AI agents handling first-response customer queries (order status, return initiation, product FAQs) are already deployed by large D2C brands. Systems like Freshdesk, Intercom, and Gorgias have AI layers that handle 40–60% of queries without human intervention.
For COD-heavy Indian brands, this is particularly valuable: "Where is my order?" queries spike after every major sale event and would require enormous human support scaling without AI.
The next generation of agentic AI in ecommerce moves from task-specific automation to end-to-end goal execution. Early capabilities already in development:
Shopping agents on the customer side: AI assistants that shop on behalf of the customer—comparing prices, checking stock, applying discount codes, and completing checkout. Google, Perplexity, and several startups are building these. For D2C brands, this changes acquisition dynamics: instead of attracting human shoppers, you'll need to optimize for AI shoppers that have their own criteria and comparison logic.
End-to-end campaign management: An agent given the brief "launch a Diwali campaign targeting our lapsed customers, budget ₹5 lakh, target 4x ROAS" that handles audience creation, creative selection, bid strategy, A/B testing, and post-campaign reporting. Pilot programs for this exist at large agencies; productized versions are 1–2 years away for SMBs.
Autonomous CRO agents: AI agents that continuously run A/B tests, analyze results, implement winning variants, and generate new hypotheses—creating a self-improving conversion loop without a dedicated CRO team. CustomFit.ai's roadmap includes capabilities in this direction: moving from test execution to test intelligence.
Demand forecasting and dynamic pricing: Agents that adjust product prices in real time based on demand signals, competitor pricing, inventory levels, and margin targets. Already common in travel and hospitality; moving into D2C ecommerce.
Autonomy without oversight creates new failure modes:
Optimization for the wrong objective: An agent optimizing for conversion rate may slash prices or make promises your fulfillment team can't keep. Define objectives carefully—include margin, NPS, and LTV targets, not just CVR.
Runaway spend: Agentic bidding systems can overspend quickly if ROAS targets aren't met and you haven't set hard budget caps. Always define both a target metric and an absolute spend ceiling.
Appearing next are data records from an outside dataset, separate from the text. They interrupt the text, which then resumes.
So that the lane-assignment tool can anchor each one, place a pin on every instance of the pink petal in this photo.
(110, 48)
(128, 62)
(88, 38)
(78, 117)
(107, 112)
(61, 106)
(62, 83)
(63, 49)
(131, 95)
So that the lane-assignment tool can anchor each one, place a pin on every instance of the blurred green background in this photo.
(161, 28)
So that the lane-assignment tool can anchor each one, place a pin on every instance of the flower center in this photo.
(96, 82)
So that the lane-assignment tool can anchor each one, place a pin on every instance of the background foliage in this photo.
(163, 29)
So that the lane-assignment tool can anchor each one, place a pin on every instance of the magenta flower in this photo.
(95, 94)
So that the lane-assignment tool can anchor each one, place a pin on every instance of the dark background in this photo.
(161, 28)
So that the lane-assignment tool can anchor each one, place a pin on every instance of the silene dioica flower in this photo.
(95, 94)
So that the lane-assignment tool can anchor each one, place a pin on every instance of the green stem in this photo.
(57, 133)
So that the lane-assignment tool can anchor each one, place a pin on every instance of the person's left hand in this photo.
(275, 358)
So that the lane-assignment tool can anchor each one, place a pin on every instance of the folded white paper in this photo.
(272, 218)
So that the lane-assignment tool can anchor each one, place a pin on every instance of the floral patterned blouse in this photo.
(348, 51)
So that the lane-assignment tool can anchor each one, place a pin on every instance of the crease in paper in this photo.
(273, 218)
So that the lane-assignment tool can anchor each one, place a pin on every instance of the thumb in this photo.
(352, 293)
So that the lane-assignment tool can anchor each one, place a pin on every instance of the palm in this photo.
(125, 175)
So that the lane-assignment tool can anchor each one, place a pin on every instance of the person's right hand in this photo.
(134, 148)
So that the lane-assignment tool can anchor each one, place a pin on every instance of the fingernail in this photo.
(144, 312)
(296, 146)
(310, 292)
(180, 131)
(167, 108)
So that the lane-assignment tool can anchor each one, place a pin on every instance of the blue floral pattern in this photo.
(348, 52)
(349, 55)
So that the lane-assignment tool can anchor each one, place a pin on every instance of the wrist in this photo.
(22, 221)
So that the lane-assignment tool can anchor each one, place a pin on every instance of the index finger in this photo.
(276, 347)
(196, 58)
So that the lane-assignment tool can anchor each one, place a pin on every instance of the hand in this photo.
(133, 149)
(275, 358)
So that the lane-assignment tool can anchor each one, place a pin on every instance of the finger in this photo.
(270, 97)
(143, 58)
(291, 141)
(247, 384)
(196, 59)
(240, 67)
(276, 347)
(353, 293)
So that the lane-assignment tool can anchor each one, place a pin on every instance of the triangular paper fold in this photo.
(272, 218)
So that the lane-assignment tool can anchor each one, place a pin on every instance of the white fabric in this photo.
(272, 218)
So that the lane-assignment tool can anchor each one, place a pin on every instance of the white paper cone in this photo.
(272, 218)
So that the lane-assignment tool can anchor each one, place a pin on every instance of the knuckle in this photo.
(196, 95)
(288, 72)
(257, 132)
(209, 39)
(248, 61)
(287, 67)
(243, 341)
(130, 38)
Brand-inconsistent actions: An AI agent that sends aggressive win-back discounts to every lapsed customer may not align with how your brand wants to communicate. Build tone and brand guardrails into any agentic system.
Compounding errors: If one agent makes a mistake (wrong inventory signal), downstream agents that depend on that data make decisions based on wrong input. Monitor the chain, not just individual agents.
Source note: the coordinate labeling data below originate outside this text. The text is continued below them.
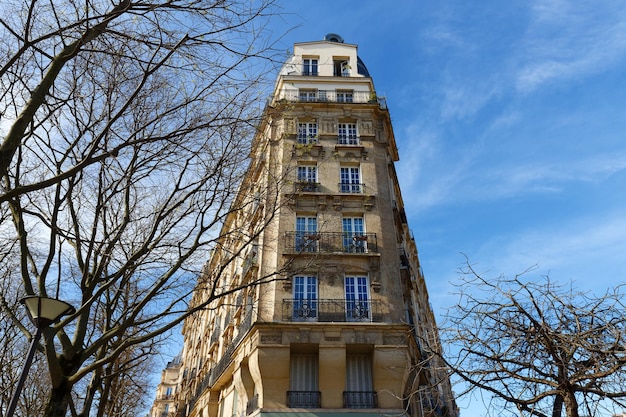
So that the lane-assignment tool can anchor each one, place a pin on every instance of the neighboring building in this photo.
(345, 334)
(165, 402)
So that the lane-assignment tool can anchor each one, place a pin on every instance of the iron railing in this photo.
(306, 186)
(360, 399)
(332, 310)
(304, 399)
(330, 242)
(291, 94)
(351, 187)
(253, 404)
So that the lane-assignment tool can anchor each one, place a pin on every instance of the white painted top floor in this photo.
(326, 70)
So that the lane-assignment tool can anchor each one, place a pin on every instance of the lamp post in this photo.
(43, 312)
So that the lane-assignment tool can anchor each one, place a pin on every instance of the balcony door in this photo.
(350, 180)
(304, 298)
(303, 381)
(357, 299)
(359, 381)
(354, 238)
(306, 234)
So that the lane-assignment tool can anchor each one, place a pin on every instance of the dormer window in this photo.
(345, 96)
(341, 67)
(309, 66)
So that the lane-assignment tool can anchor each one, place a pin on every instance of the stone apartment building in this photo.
(165, 402)
(348, 331)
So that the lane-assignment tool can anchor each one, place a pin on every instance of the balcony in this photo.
(330, 242)
(332, 310)
(351, 187)
(325, 96)
(306, 187)
(252, 405)
(305, 139)
(360, 399)
(304, 399)
(348, 139)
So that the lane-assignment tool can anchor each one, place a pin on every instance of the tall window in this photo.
(345, 96)
(347, 134)
(304, 298)
(359, 386)
(357, 299)
(303, 381)
(341, 68)
(307, 95)
(350, 180)
(354, 238)
(307, 178)
(307, 173)
(309, 66)
(306, 234)
(307, 132)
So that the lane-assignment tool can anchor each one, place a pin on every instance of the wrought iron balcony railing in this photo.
(291, 94)
(330, 242)
(348, 140)
(304, 399)
(305, 139)
(332, 310)
(306, 186)
(351, 188)
(360, 399)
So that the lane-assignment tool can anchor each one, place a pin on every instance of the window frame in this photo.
(350, 180)
(310, 66)
(305, 295)
(357, 298)
(354, 236)
(347, 133)
(344, 96)
(307, 132)
(306, 234)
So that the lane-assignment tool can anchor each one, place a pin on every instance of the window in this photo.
(345, 96)
(307, 178)
(354, 238)
(350, 180)
(357, 299)
(304, 298)
(341, 67)
(309, 66)
(306, 234)
(303, 381)
(359, 387)
(347, 134)
(307, 132)
(307, 95)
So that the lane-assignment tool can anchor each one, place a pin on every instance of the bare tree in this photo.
(126, 128)
(536, 347)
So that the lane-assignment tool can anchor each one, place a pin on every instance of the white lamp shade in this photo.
(44, 311)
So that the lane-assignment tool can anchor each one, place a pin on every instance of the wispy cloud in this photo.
(569, 40)
(585, 249)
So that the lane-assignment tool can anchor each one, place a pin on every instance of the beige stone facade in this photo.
(165, 402)
(345, 329)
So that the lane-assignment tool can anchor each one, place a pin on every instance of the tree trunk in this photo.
(557, 408)
(571, 405)
(59, 400)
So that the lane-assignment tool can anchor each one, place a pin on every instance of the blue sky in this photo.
(510, 118)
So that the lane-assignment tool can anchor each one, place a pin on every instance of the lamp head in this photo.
(44, 311)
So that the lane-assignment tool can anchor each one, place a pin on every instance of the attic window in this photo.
(309, 66)
(341, 67)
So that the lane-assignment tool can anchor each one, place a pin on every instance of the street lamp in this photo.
(43, 312)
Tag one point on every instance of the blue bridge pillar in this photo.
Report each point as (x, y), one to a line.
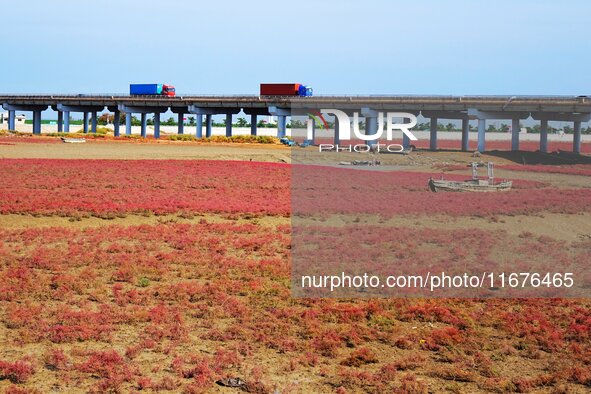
(371, 125)
(128, 123)
(208, 124)
(199, 130)
(94, 121)
(577, 137)
(85, 121)
(11, 120)
(228, 125)
(157, 125)
(181, 123)
(311, 131)
(515, 129)
(60, 121)
(544, 135)
(433, 134)
(282, 114)
(144, 124)
(253, 124)
(66, 121)
(37, 122)
(116, 121)
(405, 139)
(481, 135)
(465, 134)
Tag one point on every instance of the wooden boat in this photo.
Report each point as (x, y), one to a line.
(73, 140)
(479, 185)
(471, 185)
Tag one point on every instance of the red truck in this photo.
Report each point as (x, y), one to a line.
(285, 89)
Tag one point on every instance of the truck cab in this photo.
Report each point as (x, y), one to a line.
(305, 91)
(168, 90)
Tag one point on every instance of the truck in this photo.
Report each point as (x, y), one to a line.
(151, 89)
(286, 89)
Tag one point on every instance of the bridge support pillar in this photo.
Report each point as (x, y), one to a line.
(281, 125)
(60, 121)
(544, 135)
(37, 122)
(181, 123)
(465, 134)
(116, 121)
(311, 131)
(371, 124)
(577, 137)
(157, 125)
(94, 121)
(144, 123)
(11, 120)
(282, 114)
(85, 122)
(128, 123)
(433, 134)
(405, 139)
(253, 124)
(199, 129)
(515, 130)
(481, 135)
(66, 121)
(208, 124)
(228, 125)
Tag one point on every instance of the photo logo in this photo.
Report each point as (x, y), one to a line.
(345, 125)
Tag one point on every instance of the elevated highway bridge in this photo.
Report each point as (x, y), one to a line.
(576, 109)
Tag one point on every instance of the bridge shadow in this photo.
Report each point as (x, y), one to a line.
(554, 158)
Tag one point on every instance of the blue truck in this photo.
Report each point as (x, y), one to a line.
(151, 89)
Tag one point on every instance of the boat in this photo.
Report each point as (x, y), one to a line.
(73, 140)
(471, 185)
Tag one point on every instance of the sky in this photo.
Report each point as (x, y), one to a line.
(337, 47)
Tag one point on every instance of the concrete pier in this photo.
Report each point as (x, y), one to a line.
(465, 134)
(433, 134)
(515, 130)
(228, 125)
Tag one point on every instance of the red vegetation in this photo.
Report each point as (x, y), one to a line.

Regulatory and privacy exposure: Agentic systems handling customer data need to comply with India's Digital Personal Data Protection Act (DPDPA 2023). Automated decisions based on personal data require clear consent and audit trails.
You don't need to wait for fully autonomous agents. Here's what to do today:
1. Invest in clean, accessible data. Agentic AI is only as good as the data it acts on. Shopify + GA4 + clean UTM tracking gives agents reliable signals. Fragmented, inconsistent data will produce unreliable agent behavior.
2. Start with narrowly scoped automation. Don't try to automate everything at once. Start with one well-defined task—automated bid adjustments, or personalized email triggers based on behavioral signals—and observe the outcomes before expanding scope.
3. Build feedback loops. Set up monitoring so you can see what actions the agent is taking and whether those actions are producing the intended outcomes. Agents that run without feedback drift.
4. Run A/B tests on agent decisions. Where possible, test whether the agent's decision (e.g., showing a discount to a cart abandoner) outperforms the control (showing no discount) before deploying at full scale.
5. Establish human override protocols. Define in advance which decisions require human approval. Changing prices above a certain threshold, adjusting targeting for brand campaigns, or triggering communications to your entire list should have human checkpoints.